If you design your code correctly, there is no harm in acquiring and releasing the same spinlock from multiple locations, in fact, that's pretty much the point of it; you can use a single spinlock to implement a set of functions that are similar to the Linux
atomic operations but with whatever additional internal complexity you need. As long as within each function you acquire and release the lock around the shared resource(s), it should work just fine.
The main considerations are:
- keep the code between each claim/release pair as brief as possible - it's an atomic context
- this will work fine on a single core system and scale to pre-emptive SMP
- you still need to consider what type of code you are implementing and what context(s) it might be running on, and use the correct type of spinlock for that
As long as you treat spinlocks with care - keeping in mind the potential for deadlocks - and understand that anything you do within the spinlock can affect system latency, then they are a very useful tool.

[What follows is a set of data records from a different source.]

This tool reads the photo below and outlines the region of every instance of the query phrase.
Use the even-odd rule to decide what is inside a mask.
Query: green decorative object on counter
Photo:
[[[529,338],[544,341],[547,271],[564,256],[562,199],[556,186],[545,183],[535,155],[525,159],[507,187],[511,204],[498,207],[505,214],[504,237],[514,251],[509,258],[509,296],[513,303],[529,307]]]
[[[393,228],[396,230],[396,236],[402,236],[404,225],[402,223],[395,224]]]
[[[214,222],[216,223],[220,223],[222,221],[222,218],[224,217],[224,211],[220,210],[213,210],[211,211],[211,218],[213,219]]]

If you know that all the areas in your code where you've claimed the lock always complete and release quickly then you can be equally sure that any other bit of your code won't ever be spinning for ages waiting on the lock. This is potentially much more efficient that using a mutex.
The other value of taking the spinlock is that it acts as an implicit memory barrier, so by taking a lock around manipulating some resource (e.g. a member of a structure) you can be sure that any other thread through your code which also takes the lock before reading/writing that resource is seeing the current state of it, and not some out-of-date value due to cache coherency issues.
It's a potentially complex subject but hopefully that explanation helps a bit.